NEW YORK — Tyson Foods Inc. has won a bidding war to gobble up Hillshire Brands, the maker of Jimmy Dean sausages and Ball Park hot dogs.
Tyson had been vying with rival poultry producer Pilgrim’s Pride to acquire Hillshire, which wrapped up its bidding process Sunday. Tyson’s final offer ended up at $63 per share, about two weeks after Pilgrim’s Pride made an initial bid of $45 per share.
Pilgrim’s Pride, owned by the Brazilian meat giant JBS, said Monday that it was bowing out of the competition.
The deal is not sealed yet, though. It is contingent on Hillshire’s not going through with its offer to acquire Pinnacle Foods Inc., which makes Birds Eye frozen vegetables and Wish-Bone salad dressings. Pinnacle could allow Hillshire to do its deal with Tyson, leaving Pinnacle with a $163 million breakup fee.
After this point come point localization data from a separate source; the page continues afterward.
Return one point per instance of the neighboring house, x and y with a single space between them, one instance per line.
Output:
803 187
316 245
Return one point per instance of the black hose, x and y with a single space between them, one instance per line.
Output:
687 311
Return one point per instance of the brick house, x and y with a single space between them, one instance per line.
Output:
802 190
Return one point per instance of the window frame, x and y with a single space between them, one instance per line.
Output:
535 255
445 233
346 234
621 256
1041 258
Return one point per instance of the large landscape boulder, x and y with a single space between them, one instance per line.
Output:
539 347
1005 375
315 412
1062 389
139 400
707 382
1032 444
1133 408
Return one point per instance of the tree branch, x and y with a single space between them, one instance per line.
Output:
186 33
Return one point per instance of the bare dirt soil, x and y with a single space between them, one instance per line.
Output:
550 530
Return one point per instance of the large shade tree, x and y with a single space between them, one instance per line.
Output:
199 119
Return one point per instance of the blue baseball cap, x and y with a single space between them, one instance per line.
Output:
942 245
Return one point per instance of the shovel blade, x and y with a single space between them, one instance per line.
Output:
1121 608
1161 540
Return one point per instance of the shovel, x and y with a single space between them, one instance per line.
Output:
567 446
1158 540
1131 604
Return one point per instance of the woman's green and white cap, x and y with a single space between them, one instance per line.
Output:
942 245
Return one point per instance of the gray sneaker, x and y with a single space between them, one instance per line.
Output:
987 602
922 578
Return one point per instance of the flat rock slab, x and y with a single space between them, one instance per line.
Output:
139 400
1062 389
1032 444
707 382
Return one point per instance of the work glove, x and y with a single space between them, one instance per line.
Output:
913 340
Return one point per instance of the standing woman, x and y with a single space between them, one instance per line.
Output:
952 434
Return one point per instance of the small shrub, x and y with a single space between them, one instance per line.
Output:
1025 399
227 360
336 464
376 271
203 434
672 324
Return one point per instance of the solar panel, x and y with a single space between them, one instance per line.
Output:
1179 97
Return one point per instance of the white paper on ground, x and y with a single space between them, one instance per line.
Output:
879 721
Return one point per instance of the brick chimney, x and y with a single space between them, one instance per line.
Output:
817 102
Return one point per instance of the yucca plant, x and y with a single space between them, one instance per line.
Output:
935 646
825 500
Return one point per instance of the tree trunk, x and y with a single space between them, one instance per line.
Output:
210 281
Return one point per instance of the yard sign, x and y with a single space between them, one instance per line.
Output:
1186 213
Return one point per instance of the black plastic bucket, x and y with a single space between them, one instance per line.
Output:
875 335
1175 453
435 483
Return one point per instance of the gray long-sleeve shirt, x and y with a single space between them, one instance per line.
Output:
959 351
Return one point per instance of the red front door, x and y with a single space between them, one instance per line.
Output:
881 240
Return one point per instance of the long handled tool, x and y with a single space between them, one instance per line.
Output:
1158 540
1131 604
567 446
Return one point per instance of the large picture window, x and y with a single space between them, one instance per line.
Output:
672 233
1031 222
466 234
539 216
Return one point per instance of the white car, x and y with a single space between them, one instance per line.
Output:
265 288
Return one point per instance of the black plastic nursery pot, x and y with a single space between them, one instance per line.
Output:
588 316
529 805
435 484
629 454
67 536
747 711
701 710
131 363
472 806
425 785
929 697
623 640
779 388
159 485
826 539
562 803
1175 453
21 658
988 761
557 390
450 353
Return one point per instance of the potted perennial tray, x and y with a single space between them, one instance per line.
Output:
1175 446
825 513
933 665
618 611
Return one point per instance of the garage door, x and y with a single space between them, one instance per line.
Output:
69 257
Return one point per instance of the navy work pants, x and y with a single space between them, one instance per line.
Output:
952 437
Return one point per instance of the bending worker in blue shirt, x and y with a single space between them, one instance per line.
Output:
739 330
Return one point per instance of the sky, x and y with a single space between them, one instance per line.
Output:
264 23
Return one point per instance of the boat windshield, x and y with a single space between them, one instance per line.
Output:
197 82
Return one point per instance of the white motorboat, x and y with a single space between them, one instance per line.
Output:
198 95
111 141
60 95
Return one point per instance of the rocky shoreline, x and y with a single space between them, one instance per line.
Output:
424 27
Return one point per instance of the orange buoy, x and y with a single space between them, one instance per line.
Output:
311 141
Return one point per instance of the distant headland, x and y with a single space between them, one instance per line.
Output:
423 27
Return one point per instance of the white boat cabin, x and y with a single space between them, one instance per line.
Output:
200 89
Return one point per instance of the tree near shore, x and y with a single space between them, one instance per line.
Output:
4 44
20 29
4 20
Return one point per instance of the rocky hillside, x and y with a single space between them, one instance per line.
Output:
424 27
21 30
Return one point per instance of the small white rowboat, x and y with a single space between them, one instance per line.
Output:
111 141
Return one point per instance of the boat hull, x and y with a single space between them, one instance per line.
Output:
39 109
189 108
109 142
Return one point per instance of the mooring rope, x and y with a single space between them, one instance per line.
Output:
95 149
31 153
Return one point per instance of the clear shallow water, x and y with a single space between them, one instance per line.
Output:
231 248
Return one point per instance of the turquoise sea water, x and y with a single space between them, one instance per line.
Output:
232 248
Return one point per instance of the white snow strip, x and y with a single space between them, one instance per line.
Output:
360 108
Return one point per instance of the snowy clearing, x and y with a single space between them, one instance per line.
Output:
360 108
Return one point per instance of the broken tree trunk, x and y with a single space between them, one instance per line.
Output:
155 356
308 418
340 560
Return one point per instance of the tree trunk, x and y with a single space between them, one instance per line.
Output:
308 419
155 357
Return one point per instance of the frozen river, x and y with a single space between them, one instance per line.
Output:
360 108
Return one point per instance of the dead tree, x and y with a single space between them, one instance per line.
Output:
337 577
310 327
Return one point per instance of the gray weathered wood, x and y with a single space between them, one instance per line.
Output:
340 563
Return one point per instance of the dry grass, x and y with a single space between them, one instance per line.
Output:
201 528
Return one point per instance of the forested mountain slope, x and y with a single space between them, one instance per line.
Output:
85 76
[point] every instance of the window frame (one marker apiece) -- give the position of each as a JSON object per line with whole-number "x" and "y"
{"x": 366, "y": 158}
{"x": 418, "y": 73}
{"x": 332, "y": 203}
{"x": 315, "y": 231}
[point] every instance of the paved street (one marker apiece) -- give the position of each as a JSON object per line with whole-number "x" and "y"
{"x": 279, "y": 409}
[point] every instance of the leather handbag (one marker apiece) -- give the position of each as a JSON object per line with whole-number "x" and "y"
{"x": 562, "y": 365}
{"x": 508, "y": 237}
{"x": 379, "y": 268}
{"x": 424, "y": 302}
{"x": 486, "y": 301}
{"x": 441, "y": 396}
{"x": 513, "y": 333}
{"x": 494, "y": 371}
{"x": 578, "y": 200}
Or it could force Hillshire shareholders to vote on whether they’d prefer a merger with Pinnacle.
A Pinnacle representative didn’t return a call for comment.
In a conference call with reporters, Tyson’s chief executive, Donnie Smith, said he was confident the $63 offer would end up being worthwhile for Tyson shareholders, despite how high the price went. ‘‘Great brands like Jimmy Dean and Ball Park just don’t become available very often,’’ Smith said.
Hillshire’s stock closed at $36.95 on May 9, the day before the company announced the Pinnacle deal. On Monday, it closed up 5.3 percent at $62.06.
Tyson, like Pilgrim’s Pride, has been looking to boost its presence in brand-name, prepared foods like Jimmy Dean breakfast sandwiches. Those types of products are more profitable than fresh meat, such as chicken breasts, where there isn’t as much wiggle room to pad prices.
While Tyson and Pilgrim’s Pride already sell some brand-name products, their businesses have been more focused on supplying supermarkets and restaurant chains.
Tyson also noted the potential for cost savings by combining supply chains, transportation, and other operations with Hillshire’s. Smith said it was too early to comment on how many jobs could be cut as a result of the deal.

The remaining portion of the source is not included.